Here we are again with another Truck Driver Song to help you put some miles behind you as you tap your toes. This week, it’s one of the hits from a 70s trucking icon.
Nearly everything about C.W. McCall is fabricated. We don’t mean to say that he’s not a real person who performs truck driving country songs. We mean that he was basically conceptualized by an ad agency looking to sell products based on the image of trucking in the 70s. Truck driving was huge in the 70s as the country fell in love with the pioneer lifestyle and outlaw image of truckers. It took over Hollywood and Nashville as the country went crazy for cowboys and CBs.

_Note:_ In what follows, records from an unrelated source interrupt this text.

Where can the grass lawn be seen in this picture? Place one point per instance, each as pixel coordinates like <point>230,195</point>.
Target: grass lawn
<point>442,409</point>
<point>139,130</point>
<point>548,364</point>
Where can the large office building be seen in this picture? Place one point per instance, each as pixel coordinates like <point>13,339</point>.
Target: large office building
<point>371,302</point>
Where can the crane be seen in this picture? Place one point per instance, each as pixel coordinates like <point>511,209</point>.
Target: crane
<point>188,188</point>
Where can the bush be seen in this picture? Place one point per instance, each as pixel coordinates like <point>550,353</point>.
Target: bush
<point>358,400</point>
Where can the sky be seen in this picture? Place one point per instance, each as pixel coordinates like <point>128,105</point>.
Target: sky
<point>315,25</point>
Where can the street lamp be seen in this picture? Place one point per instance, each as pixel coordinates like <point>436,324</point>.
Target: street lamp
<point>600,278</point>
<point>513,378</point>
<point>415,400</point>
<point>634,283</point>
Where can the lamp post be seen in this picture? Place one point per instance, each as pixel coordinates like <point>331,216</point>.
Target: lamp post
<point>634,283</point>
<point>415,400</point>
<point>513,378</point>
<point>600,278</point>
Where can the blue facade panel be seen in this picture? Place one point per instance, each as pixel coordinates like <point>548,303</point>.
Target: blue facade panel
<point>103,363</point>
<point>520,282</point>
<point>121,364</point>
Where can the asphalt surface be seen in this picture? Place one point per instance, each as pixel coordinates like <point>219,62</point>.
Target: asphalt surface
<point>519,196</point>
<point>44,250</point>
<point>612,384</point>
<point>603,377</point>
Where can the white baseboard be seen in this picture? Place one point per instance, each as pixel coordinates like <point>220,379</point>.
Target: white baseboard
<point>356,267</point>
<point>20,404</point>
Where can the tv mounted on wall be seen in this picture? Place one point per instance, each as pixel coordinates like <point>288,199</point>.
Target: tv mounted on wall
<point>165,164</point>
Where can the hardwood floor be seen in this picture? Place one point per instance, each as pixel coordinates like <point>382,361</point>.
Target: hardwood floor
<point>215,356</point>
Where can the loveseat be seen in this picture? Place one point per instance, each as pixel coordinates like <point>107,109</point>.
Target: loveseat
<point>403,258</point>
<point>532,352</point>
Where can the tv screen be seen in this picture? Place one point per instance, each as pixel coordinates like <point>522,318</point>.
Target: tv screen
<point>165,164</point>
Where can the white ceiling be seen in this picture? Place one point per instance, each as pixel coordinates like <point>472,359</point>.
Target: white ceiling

In 1973, while working as a creative director for Bozell & Jacobs, an Omaha, Nebraska advertising agency, William Fries created a Clio Award-winning (1974) television advertising campaign advertising Old Home Bread for the Metz Baking Company. The advertisements featured a truck driver named C. W. McCall, who was played by Dallas, Texas, actor Jim Finlayson. The waitress named Mavis Davis was played by Dallas actress Jean McBride Capps. The commercial’s success led to songs such as “Old Home Filler-Up an’ Keep on a-Truckin’ Café”, “Wolf Creek Pass” and “Black Bear Road”. Fries sang and wrote the lyrics and Chip Davis, later of Mannheim Steamroller, wrote the music. Later Fries would come to personally embody his creation to sing some of the big trucking country hits of the 70s.
McCall’s biggest hit, “Convoy” would later become the inspiration for a big budget Hollywood movie about some rogue truck drivers who bucked the system because they felt they were over-regulated (sound familiar?). So a movie, based on a song story, created by a fictional character, created by an ad agency wonk, started the whole ball rolling. What a long strange trip it’s been.